Probleme bei Baywa r.e.

Hinzu kamen Probleme in der Sparte Erneuerbare Energien, u. a. weil es einen Preisverfall bei Solarmodulen gab. In Neuseeland zerstörte ein tropischer Wirbelsturm einen Teil der Apfelplantagen und die Krise am Bau ließ den Umsatz mit Baustoffen einbrechen.

Die aktuelle Liquiditätslücke beruht aber offenbar auch auf einer mangelhaften Liquiditätssteuerung der aktuellen Vorstandsriege. So soll der jetzige Vorstand unter seinem Vorsitzenden Marcus Pöllinger Medienberichten zufolge eine Anleihe von 500 Mio. € zurückgezahlt und diese mit neuen Schulden und eigenen Finanzmitteln finanziert haben, was die finanzielle Lage der Baywa weiter verschärft haben soll. Genau diesen Betrag benötigt die Baywa aber, um den Finanzbedarf für die nächsten zwölf Monate zu decken.

Aktienkurs bricht ein

Kein Wunder, dass bei solchen Nachrichten der Aktienkurs der börsennotierten Baywa eingebrochen ist.
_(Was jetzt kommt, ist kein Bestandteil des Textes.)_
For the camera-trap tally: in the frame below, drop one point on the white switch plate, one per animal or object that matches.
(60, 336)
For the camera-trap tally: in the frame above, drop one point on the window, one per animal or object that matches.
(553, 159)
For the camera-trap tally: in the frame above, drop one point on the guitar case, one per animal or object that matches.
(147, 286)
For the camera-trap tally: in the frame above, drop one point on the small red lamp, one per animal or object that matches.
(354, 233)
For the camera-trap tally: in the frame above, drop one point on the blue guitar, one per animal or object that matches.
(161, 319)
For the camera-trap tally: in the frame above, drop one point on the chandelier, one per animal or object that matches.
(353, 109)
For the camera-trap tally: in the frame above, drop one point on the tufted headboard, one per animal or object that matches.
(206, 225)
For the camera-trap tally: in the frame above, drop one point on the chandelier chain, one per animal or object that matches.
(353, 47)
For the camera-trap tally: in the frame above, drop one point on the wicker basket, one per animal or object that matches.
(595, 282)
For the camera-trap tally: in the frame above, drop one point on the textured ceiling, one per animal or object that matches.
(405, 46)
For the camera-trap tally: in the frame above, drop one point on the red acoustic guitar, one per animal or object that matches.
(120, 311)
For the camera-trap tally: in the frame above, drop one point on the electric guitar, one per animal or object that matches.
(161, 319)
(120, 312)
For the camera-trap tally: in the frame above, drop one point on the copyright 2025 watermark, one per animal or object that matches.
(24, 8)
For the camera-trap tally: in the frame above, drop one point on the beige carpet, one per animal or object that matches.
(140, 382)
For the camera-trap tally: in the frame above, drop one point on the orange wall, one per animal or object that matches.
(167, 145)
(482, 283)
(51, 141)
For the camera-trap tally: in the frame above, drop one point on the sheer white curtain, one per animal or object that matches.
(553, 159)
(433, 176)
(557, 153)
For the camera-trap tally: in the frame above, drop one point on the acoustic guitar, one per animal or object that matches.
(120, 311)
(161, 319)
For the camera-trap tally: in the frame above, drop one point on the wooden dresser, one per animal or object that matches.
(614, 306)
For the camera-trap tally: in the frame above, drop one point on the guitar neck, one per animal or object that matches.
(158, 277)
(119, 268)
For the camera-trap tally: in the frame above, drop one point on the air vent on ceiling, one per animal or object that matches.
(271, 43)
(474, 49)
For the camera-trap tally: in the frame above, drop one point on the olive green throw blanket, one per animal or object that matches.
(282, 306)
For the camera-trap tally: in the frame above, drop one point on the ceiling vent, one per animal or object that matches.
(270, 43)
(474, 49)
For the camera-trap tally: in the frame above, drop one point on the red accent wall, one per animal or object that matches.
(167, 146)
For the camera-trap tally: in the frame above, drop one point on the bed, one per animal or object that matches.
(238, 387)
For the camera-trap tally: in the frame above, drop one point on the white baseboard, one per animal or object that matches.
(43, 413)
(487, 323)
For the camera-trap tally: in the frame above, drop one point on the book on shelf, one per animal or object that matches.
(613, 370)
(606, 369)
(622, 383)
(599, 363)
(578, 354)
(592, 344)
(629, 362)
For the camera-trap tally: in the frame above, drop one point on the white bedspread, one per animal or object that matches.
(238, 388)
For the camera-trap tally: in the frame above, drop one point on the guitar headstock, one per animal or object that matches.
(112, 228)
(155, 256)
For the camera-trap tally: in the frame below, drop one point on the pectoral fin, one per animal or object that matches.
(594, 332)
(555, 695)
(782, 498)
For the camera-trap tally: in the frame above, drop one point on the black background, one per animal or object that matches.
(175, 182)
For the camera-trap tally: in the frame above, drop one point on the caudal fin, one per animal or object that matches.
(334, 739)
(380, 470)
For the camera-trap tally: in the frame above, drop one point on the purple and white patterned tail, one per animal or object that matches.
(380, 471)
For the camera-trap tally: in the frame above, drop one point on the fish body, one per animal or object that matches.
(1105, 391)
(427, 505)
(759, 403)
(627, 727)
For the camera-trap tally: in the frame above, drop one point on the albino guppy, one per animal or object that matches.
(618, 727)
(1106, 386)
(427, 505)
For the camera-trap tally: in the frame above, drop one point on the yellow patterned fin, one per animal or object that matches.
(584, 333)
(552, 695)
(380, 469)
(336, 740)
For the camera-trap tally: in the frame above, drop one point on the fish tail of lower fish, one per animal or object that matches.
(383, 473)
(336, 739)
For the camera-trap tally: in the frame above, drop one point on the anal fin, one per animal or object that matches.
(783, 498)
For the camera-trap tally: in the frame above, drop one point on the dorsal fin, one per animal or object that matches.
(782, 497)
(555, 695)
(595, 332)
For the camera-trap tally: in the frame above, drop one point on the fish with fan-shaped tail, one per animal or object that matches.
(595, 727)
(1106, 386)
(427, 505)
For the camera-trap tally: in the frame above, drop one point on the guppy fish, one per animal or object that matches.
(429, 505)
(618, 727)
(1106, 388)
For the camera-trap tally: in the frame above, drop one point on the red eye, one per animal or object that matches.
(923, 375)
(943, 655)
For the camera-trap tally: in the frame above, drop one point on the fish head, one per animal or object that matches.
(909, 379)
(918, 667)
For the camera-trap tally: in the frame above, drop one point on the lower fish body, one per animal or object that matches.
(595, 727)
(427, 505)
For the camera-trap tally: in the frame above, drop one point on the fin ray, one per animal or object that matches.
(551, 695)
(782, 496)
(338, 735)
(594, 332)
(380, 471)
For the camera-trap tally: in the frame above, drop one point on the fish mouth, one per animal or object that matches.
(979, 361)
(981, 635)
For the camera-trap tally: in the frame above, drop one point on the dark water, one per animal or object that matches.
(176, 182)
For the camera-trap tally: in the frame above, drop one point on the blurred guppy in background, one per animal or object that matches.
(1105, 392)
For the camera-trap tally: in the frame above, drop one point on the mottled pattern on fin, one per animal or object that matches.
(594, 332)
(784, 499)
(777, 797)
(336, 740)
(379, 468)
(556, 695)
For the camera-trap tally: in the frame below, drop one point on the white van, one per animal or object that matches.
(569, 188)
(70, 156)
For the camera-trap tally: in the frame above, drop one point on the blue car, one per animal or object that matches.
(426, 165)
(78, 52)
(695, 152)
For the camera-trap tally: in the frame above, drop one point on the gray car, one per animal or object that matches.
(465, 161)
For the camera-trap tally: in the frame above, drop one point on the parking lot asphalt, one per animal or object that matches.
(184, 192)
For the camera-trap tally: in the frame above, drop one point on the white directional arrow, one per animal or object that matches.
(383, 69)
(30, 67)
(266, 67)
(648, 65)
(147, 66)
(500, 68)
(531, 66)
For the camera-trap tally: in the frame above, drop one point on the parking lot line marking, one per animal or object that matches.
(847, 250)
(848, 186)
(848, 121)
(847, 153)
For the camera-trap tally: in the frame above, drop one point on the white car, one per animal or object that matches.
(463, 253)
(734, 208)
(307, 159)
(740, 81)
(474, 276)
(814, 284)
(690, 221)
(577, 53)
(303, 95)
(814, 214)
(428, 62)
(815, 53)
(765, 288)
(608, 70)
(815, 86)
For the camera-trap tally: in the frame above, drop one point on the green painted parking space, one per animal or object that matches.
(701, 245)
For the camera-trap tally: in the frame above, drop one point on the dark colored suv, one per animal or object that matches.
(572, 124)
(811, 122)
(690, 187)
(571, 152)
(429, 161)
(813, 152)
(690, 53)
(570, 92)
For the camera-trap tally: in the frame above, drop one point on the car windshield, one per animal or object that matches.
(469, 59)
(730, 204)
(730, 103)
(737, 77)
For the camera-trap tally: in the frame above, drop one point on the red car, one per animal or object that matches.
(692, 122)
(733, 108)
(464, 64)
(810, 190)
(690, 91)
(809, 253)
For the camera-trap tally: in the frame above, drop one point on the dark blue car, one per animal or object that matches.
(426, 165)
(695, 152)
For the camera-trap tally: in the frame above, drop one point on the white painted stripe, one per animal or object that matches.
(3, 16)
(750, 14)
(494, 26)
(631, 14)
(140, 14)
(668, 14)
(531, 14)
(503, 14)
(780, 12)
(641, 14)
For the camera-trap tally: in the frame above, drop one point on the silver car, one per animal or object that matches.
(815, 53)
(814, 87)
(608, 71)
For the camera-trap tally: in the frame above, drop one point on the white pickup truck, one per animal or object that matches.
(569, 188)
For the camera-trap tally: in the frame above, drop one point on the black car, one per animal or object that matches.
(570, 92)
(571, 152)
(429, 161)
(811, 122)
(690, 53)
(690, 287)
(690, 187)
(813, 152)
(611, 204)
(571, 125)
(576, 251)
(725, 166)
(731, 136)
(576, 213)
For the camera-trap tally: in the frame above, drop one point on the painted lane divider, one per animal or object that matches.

Bevor der Auftrag für das Sanierungsgutachten bekannt wurde, kostet die Aktie noch 22,70 €. Zwischenzeitlich stürzte sie um mehr als 50 % ab. Mitte der Kalenderwoche 32 notierte sie bei 12,70 €.

Eigner wollen Baywa retten

Trotz dieser fast ausweglosen Situation ist die Baywa nicht am Ende. Denn die genossenschaftlichen Hauptaktionäre in Bayern und Österreich sind offenbar fest entschlossen, den hochverschuldeten Handelskonzern zu retten. Die ­Bayerische Raiffeisen-Beteiligungs-AG (BRB) hält etwa 34 % an der Baywa. Die Raiffeisen Agrar Invest AG aus Österreich 28 %. Hinter ihr steht unter anderem der Lagerhauskonzern Raiffeisen Ware Aus­tria AG (RWA).
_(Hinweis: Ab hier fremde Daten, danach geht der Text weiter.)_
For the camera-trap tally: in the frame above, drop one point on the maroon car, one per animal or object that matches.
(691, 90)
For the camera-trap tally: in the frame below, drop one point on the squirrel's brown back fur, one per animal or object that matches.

Die beiden Haupteigentümer der Baywa haben sich offenbar mit wich­tigen kreditgebenden Banken auf eine Lösung geeinigt. Dabei geht es um eine Finanzspritze von 400 Mio. €. Davon sollen 200 Mio. € die Banken in Form weiterer Kredite beisteuern und 200 Mio. € die Eigentümer, u. a. durch die Aufstockung des Eigenkapitals.

Eine Schlüsselrolle nimmt dabei die BRB ein. Sie verwaltet als Holding der bayerischen Genossenschaftsbanken wichtige Beteiligungen. So hat die BRB auch Anteile an der DZ Bank, an der R+V-Versicherung und an der Münchner Hypothekenbank eG. An der BRB wiederum ist neben den bayerischen Genossenschaftsbanken auch die Baywa AG selbst beteiligt.
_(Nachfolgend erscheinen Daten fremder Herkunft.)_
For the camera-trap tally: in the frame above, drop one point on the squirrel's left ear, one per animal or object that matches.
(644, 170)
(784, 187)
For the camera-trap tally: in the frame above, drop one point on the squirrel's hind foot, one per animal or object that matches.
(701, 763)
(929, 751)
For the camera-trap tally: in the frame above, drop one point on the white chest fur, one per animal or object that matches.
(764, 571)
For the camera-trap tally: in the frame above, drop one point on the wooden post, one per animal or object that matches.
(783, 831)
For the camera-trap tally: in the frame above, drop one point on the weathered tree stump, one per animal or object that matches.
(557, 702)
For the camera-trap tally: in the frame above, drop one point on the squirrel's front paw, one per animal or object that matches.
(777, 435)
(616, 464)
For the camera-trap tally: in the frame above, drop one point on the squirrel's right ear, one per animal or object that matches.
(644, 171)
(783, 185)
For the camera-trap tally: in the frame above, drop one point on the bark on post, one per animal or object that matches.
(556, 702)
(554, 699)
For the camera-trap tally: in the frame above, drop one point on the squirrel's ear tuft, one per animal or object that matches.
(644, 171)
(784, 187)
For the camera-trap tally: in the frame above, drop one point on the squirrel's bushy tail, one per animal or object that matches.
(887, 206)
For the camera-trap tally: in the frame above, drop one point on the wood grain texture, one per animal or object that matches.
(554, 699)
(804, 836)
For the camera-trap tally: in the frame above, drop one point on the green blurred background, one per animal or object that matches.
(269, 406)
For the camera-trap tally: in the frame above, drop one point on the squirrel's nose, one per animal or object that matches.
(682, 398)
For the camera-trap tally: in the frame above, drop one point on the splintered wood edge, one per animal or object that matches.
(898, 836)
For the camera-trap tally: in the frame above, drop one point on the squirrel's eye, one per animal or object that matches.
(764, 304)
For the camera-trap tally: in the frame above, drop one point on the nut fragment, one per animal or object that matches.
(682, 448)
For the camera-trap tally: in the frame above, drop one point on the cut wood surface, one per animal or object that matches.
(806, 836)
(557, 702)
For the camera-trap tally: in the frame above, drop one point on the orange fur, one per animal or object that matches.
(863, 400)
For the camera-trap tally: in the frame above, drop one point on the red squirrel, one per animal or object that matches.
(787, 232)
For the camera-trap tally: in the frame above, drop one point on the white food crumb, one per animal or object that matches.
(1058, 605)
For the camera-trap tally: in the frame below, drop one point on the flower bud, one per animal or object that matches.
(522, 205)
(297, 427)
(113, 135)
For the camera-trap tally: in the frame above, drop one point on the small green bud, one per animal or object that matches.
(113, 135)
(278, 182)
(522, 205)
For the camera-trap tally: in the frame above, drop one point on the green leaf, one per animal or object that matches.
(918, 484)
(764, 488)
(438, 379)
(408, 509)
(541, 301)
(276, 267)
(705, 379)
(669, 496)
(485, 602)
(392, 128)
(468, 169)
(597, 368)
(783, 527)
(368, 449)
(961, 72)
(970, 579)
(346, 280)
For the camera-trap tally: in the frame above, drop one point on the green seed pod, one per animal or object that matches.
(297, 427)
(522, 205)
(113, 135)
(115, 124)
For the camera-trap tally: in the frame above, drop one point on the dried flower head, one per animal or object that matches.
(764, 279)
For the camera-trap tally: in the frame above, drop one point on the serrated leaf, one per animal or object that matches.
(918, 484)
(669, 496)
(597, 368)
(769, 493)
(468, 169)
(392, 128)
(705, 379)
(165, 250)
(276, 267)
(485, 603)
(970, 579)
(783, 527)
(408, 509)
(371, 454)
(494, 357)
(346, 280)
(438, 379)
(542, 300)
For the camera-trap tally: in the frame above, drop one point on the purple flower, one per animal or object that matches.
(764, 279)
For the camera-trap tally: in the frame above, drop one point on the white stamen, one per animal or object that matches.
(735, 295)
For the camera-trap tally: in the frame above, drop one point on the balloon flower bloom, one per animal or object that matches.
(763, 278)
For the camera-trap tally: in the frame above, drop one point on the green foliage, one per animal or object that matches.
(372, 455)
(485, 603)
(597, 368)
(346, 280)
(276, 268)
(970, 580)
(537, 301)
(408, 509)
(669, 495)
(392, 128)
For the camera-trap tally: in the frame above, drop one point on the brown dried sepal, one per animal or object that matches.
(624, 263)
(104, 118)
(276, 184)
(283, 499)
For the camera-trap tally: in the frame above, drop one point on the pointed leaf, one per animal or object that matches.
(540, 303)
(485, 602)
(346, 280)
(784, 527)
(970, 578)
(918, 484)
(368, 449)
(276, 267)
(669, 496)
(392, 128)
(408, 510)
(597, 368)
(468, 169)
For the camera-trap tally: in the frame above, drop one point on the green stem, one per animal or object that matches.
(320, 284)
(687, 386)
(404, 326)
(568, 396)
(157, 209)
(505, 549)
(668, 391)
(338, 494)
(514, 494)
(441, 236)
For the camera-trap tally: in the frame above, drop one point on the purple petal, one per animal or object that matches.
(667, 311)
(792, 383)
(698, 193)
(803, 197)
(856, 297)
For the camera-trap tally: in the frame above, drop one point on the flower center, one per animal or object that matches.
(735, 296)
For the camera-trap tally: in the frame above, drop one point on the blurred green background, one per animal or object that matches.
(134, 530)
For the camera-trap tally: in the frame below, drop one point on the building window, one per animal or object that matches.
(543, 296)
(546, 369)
Im Rahmen des Rettungsdeals soll die Baywa AG ihre Anteile an der BRB, die mehr als 100 Mio. € wert sein sollen verkaufen. Dieses Geld würde dann der Baywa als Eigenkapital zur Verfügung stehen. Weitere 15 Mio. € soll die österreichische Agrar Invest als zweiter Baywa-Großaktionär zugesagt haben. Die restliche Summe zu den fehlenden 200 Mio. € sollen bayerische Volks- und Raiffeisenbanken direkt einbringen. Diese Einzeldarlehen sollen später zu Eigenkapital der Baywa umgewandelt werden, z. B. in Form von Anteilen der BRB an der Baywa.

Wie geht es weiter?

Sollte die Baywa diese Kapitalspritze von 400 Mio. € erhalten, wäre zumindest kurzfristig ihr Fortbestand gesichert. Wie es langfristig mit der Baywa weitergeht, hängt vom Ergebnis des ­Sanierungsgutachtens ab, das bis Mitte September fertiggestellt sein soll. Diskutiert wird offenbar der Verkauf der Mehrheitsbeteiligung an der Baywa r.e., was aktuell aber nur zu wenig lukrativen Konditionen möglich sein soll.

Offen ist, ob die Baywa die interna­tionalen Töchter Cefetra sowie Turners und Growers behalten kann. Müsste sie diese abgeben, würde die Baywa wieder zu einem nationalen Agrar- und Baustoffhändler schrumpfen.